The problem with broadcasting for this operation is that the percentile calculation includes a VERY expensive operation, namely the
sorting of the $very_big_darray before the (trivial) calculation of the percentile from the sorted values as detailed in
Wikipedia. So when the percentile operation is broadcast by PDL, the sorting is repeated for each
percentile value in $pct, leading to catastrophic loss of performance!
How can we fix this?
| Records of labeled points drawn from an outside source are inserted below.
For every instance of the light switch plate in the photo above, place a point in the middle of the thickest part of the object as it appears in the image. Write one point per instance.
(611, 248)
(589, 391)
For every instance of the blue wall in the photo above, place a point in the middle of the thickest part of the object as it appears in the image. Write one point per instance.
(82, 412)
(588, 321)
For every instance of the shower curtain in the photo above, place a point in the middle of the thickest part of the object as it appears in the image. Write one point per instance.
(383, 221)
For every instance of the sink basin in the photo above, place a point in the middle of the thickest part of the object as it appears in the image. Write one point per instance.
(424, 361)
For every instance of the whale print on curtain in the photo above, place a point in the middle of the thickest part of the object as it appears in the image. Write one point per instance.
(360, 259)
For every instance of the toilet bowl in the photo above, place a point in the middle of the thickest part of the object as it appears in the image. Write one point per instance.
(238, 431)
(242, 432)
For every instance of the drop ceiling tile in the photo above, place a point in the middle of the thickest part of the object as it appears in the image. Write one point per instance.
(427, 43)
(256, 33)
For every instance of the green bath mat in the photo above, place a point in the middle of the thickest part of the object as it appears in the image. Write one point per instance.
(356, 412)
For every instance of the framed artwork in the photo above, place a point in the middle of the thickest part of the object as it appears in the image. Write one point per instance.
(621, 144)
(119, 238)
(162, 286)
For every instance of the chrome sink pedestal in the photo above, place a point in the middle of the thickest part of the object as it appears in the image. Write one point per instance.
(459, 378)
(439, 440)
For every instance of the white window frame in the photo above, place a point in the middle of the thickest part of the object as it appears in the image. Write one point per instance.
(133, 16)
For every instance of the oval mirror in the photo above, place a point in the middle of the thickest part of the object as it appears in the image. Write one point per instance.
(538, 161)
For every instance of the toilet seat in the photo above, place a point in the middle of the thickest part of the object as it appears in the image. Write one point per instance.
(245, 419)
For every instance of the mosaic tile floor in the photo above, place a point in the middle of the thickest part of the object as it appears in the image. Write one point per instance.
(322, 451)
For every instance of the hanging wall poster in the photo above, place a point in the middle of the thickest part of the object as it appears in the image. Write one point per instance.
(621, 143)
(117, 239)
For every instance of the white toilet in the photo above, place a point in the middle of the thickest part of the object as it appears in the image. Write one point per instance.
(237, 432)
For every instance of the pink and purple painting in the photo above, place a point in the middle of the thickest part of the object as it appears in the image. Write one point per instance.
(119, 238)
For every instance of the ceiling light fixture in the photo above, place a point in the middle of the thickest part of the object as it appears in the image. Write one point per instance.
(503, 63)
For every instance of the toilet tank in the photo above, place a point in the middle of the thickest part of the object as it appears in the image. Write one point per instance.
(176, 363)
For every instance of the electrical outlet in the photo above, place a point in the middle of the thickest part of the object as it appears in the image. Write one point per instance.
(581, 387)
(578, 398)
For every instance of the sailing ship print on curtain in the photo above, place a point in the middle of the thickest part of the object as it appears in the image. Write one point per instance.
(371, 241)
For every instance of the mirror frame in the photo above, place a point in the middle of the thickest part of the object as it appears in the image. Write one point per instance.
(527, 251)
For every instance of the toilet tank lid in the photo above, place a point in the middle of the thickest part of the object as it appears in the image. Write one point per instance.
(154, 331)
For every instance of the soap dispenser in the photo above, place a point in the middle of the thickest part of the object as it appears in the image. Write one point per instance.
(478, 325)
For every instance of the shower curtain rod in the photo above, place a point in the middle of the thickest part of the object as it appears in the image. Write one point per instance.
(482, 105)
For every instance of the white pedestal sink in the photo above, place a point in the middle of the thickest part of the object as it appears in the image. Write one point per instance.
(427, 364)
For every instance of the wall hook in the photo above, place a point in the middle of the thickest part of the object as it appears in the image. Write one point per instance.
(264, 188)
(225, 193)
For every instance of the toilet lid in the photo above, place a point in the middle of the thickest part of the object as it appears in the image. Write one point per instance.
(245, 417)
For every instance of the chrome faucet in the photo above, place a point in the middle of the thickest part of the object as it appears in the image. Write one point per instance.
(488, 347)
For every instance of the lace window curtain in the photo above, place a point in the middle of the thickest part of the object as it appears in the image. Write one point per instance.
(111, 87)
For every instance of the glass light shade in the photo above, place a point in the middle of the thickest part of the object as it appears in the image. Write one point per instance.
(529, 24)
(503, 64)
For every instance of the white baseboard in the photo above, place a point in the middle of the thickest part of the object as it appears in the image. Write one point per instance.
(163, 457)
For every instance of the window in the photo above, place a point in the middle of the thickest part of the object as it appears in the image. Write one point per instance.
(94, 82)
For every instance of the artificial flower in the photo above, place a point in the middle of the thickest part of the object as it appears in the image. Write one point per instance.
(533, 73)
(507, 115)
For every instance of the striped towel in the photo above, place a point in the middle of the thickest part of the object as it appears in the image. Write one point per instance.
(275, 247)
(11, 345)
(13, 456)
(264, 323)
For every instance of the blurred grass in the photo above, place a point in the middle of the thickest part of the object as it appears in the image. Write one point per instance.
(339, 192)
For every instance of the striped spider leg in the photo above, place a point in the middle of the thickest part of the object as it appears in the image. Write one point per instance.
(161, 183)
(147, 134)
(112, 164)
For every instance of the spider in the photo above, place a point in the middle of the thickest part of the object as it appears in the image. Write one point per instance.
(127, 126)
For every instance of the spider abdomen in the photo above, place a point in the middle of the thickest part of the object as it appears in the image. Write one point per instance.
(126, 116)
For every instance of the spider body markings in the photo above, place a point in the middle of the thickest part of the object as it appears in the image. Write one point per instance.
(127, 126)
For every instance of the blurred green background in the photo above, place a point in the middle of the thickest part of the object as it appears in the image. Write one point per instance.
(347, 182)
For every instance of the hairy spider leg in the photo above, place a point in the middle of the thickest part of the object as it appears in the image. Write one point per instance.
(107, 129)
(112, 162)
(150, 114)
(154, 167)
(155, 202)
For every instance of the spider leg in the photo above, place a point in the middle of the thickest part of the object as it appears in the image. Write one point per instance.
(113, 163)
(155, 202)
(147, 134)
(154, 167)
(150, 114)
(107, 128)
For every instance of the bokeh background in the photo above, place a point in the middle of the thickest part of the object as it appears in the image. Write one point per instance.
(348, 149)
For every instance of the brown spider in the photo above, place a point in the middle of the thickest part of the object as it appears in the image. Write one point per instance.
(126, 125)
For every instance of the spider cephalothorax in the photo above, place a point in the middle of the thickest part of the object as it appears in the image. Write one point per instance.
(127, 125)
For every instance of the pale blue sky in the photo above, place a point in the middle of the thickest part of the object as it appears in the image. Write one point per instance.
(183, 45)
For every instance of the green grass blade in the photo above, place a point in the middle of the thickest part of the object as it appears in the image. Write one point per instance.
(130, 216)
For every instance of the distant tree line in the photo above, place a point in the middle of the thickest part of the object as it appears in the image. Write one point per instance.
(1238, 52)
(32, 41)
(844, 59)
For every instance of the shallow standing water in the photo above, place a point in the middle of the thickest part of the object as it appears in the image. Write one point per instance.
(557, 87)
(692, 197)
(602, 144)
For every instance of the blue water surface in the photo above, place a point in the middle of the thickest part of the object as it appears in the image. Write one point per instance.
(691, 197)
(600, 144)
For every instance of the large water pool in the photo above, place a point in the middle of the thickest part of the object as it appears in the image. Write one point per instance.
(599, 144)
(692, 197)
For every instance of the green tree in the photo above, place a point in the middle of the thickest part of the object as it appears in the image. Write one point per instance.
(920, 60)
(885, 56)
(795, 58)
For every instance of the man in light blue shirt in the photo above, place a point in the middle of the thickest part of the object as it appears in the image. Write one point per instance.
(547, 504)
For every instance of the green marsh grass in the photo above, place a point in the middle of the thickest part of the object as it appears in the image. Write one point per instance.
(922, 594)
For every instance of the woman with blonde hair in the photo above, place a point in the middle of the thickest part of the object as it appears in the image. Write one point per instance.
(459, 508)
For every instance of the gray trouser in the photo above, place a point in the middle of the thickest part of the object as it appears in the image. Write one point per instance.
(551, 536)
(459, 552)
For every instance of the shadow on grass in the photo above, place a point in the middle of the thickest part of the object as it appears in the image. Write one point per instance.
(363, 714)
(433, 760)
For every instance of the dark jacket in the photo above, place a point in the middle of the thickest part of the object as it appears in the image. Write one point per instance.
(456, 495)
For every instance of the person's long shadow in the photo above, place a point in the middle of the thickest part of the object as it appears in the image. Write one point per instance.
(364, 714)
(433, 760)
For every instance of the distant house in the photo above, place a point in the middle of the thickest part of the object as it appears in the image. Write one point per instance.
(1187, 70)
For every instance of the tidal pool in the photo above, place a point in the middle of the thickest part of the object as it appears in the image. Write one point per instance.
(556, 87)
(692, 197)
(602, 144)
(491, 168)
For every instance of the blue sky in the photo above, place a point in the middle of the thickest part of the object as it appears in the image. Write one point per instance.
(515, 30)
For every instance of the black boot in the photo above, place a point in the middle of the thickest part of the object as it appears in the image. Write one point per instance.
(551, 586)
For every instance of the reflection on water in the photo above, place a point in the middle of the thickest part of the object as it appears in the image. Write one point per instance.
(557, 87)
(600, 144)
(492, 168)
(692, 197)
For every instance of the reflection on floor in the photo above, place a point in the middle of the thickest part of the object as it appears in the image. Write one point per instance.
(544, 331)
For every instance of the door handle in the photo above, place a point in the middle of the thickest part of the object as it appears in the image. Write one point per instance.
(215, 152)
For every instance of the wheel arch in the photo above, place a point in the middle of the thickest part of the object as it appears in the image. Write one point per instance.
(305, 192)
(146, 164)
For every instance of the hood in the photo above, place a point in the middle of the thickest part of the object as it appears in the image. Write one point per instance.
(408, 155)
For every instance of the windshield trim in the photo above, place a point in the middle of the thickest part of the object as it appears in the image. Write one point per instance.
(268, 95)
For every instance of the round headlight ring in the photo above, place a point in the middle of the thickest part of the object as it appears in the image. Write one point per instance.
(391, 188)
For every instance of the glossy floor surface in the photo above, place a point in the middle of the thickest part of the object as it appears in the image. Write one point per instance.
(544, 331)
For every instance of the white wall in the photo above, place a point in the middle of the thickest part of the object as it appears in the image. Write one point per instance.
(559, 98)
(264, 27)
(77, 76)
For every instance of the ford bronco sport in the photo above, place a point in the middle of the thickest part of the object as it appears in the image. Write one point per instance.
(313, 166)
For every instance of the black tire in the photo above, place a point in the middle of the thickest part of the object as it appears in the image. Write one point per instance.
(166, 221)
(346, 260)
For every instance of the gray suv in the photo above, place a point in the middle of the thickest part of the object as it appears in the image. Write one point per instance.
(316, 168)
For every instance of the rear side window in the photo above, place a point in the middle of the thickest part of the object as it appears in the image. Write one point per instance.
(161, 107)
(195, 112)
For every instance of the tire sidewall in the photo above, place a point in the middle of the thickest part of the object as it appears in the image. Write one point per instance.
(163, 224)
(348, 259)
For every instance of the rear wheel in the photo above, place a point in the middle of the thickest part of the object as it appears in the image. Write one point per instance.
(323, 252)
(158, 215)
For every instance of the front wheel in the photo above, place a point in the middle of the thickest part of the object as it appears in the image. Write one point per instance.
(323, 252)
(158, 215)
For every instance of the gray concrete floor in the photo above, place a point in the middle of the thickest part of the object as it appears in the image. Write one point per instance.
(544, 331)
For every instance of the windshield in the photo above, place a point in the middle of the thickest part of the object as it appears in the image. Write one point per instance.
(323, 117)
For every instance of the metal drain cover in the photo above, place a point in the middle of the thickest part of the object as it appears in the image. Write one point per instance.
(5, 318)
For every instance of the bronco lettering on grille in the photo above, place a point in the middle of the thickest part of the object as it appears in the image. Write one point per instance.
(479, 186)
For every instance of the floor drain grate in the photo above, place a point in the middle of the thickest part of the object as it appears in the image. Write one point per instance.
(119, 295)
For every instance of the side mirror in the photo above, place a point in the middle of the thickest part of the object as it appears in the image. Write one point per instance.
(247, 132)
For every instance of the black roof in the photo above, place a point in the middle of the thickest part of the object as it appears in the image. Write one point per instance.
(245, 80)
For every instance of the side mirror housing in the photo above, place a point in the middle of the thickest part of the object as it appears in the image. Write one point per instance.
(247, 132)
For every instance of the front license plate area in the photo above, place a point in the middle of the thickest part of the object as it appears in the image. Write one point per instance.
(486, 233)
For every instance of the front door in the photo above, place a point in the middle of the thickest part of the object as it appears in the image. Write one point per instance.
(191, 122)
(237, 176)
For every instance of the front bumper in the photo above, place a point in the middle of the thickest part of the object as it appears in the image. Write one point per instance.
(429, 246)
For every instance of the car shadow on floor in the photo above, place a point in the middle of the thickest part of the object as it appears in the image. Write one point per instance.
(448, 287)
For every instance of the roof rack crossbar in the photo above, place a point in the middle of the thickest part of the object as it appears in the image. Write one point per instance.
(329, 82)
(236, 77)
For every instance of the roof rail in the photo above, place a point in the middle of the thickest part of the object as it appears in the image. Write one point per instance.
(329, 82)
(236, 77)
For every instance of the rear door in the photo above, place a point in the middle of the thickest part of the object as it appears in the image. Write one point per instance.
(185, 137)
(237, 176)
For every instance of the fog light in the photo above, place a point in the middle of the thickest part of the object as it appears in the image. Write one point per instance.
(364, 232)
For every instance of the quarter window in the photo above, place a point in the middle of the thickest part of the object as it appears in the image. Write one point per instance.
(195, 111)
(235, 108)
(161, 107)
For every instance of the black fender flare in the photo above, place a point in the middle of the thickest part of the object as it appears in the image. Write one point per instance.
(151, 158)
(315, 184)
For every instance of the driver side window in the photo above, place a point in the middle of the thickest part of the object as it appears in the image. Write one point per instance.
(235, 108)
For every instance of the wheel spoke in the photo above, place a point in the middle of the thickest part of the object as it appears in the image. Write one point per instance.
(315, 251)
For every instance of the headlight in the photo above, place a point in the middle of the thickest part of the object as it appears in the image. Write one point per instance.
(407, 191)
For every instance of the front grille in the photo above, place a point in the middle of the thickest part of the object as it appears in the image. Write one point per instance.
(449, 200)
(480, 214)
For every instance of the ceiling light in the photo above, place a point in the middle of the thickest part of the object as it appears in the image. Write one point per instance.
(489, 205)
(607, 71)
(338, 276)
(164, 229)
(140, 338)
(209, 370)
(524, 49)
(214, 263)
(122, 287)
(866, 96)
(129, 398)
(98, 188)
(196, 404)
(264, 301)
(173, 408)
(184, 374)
It turns out to be reasonably trivial : we need to reimplement the percentile function so that it does not broadcast.
One of the simplest quantile functions to implement, is the one based on the empirical cumulative distribution function (this corresponds to the Type 3 quantile in the
classification by Hyndman and Fan).
This one can be trivially implemented in Perl using PDL as:
sub quantile_type_3 {
my ( $data, $pct ) = @_;
my $sorted_data = $data->qsort;
my $nelem = $data->nelem;
my $cum_ranks = floor( $pct * $nelem );
$data->index($cum_ranks);
}
(The other quantiles can be implemented equally trivially using affine operations as explained in R’s documentation of the quantile function).
To see how well this works, I wrote a Perl benchmark script that benchmarks
the builtin function pct, the quantile_type_3 function on synthetic data and then calls the companion
R script to profile the 9 quantile functions and the 3 sort
functions in R for the same dataset.
I obtained the following performance figures in my old Xeon: the “de-broadcasted” version of the quantile function achieves the same performance as the R implementations, whereas the
PDL broadcasting version is 100 times slower.
| Test | Iterations | Elements | Quantiles | Elapsed Time (s) |
|---|---|---|---|---|
| pct | 10 | 1000000 | 100 | 132.430000 |
| quantile_type_3 | 10 | 1000000 | 100 | 1.320000 |
| pct_R_1 | 10 | 1000000 | 100 | 1.290000 |
| pct_R_2 | 10 | 1000000 | 100 | 1.281000 |
| pct_R_3 | 10 | 1000000 | 100 | 1.274000 |
| pct_R_4 | 10 | 1000000 | 100 | 1.283000 |
| pct_R_5 | 10 | 1000000 | 100 | 1.290000 |
| pct_R_6 | 10 | 1000000 | 100 | 1.286000 |
| pct_R_7 | 10 | 1000000 | 100 | 1.233000 |
| pct_R_8 | 10 | 1000000 | 100 | 1.309000 |
| pct_R_9 | 10 | 1000000 | 100 | 1.291000 |
| sort_quick | 10 | 1000000 | 100 | 1.220000 |
| sort_shell | 10 | 1000000 | 100 | 1.758000 |
| sort_radix | 10 | 1000000 | 100 | 0.924000 |
As can be seen from the table, the sorting operations account mostly for the bulk of the execution time of the quantile functions.
Two major takehome points:
1) don’t be afraid to look under the hood/inside the blackbox when performance is surprisingly disappointing!
2) be careful of broadcasting operations in PDL, NumPy, or Matlab.